Although Cameron and Clegg might want to persuade us that one set of quarterly figures justifies their ruthless programme of cuts, most people in the real world know that their words ring hollow.
So I can understand why some people were happy to learn that a new plan to develop part of Glasgow city centre has been approved by the Scottish Government.
Improvements to public spaces and a big retail expansion at Buchanan Galleries, have been proposed by Glasgow City Council and approved by the Scottish Government. Sadly, all is not as it seems.
The development is to be funded by a new scheme called TIF – tax increment finance.

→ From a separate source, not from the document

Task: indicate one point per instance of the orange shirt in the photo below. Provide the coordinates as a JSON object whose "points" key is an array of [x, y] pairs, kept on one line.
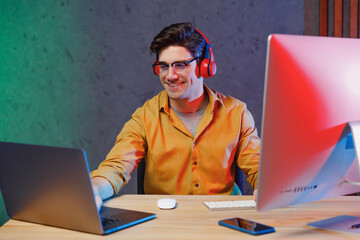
{"points": [[177, 162]]}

Quite simply it means that the council will borrow the money and repay its debt from the increased business rates which will roll in from new businesses in the future.
In normal circumstances there might be a case for this: ensuring that retailers in the city effectively end up funding the investment in public spaces which benefit them and help them make their profits.
But with city centre premises lying empty I have to question this scheme.
The fact is that it's based on a pretty reckless assumption that retail sales will not only recover, but grow faster than the rest of the economy for decades to come.
If this doesn't happen, it's the public purse which will be at risk. Taxpayers will have stumped up for the development, with no guarantee of seeing the debt repaid.
Given that it's linked to the expansion of a privately owned shopping centre, you're also being asked to take on the risk to help drive up someone else's profits.
This kind of gamble is bad enough while the real-world recession continues and retail premises lie empty, but do we really think the solution lies in the very habits that got us into this mess?
City centre retail grew for years as people spent ever more cash and credit, consuming ever more stuff just for its own sake.
The kind of local businesses which kept communities and neighbourhoods alive dwindled away, while identical chain stores in the city centre and the big malls rang to the slogan: "Let's go shopping forever."
We must do better than this.
IF ECONOMIC recovery means anything, surely it means running a healthier economy than the one that failed us.
An economy that helps people to live within their means instead of on plastic, one that supports real local businesses with their roots in the communities they serve, and one that looks after our city's public spaces, but not at the expense of debt for tomorrow's taxpayers.